Within an hour the bus had reached somewhere in the plains and had stopped for fuel. Suddenly, the boy who had collected our tickets came and told us that we had boarded the wrong bus and that this bus was going to Chennai. He apologised for not checking the names on the tickets and we blamed our travel stars for not asking him before boarding. In fact, I always ask the driver as to when the bus reaches Silk Board, our usual deboarding stop in Bangalore. They came to know that we were the wrong passengers when they received a call from the two passengers who were to travel to Chennai and had missed the bus. They had hired a cab to catch the bus on the way.
We told them to drop us at a point from where we could catch a bus to Bangalore. Then we came to know that the Chennai and Bangalore routes are entirely different – the Bangalore buses take the Palani route and the Chennai buses take the Dindigul one. The bus driver was helpful and he made a call to the main office. Fortunately, there was a bus coming from Theni and going to Bangalore which we could board from Batlagundu, if seats were available.
We were dropped at Batlagundu, a tiny town at the foothills of Kodaikanal. We were tired and weary and everything about Batlagundu seemed to be more chaotic and less clean. To make things worse it started to rain and my head was still reeling from all that roller-coaster ride.
The KPN office looked more like a warehouse, they were sharing their office with an electrical repair shop, and the person sitting in the office was far from helpful. He kept saying there were no seats available and the rest of the conversation was lost in translation. Finally, when the bus arrived, the driver’s seat was available (that too a sleeper). We thanked our travel stars (this time) and promised ourselves that this will never happen again, making a mental note to always confirm the destination of the bus/train/plane before boarding.
Interesting story?
We could have ended up on a Monday morning, on a Chennai street, confused, hungry and fumbling with the phone in a dilemma as to whether to call the angry boss or a shocked cousin.
Or even worse, we could well have been trying to eke out a living selling groundnuts in Batlagundu!!!

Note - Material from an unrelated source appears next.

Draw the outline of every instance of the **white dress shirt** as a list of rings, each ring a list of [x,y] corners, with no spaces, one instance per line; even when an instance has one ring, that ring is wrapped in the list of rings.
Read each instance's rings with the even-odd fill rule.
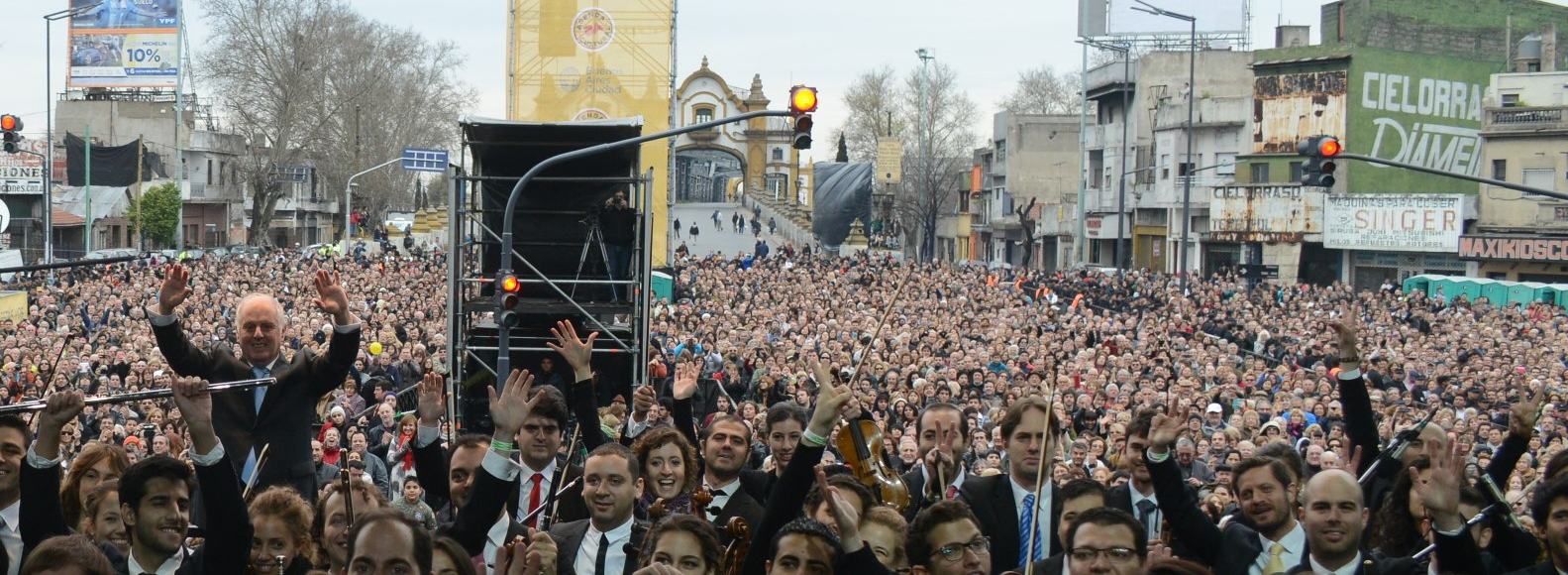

Do you have an equally crazy travel story like our accidental trip to Bathlagundu?
6 Comments
Ha ha ha… I never heard this tale before! I couldn’t help laughing out when I imagined you guys as groundnut vendors….
Jokes apart, it was interesting… I am happy that you didn’t get lost like that Thai lady, though.
Well, it was sort of a secret till now. But secrets make interesting stories, don’t they?
very well written..i was laughing imagining everyone’s confusion..u folks,the travel folks,the folks who missed the bus…(aah..sadistic,u may term it..but no offence meant ;-)..)..that really made a good read…luved it !!
Thanks Tupdoos. Maybe that is why somebody said that moral progress (whatever that means) comes not in comfortable and complacent times, but out of trial and confusion.
Hahaha, quite an interesting read! Make sure you inquire properly from next time, else you will end up spending extended weekends in Chennai or somewhere else! But jokes apart, this can happen to anyone and you only made me doubly careful from now on!
Thanks Arnab. I know, this could have happened to anyone. This experience has made me a bit of a paranoid. I recently asked a flight attendant the destination before boarding the plane!!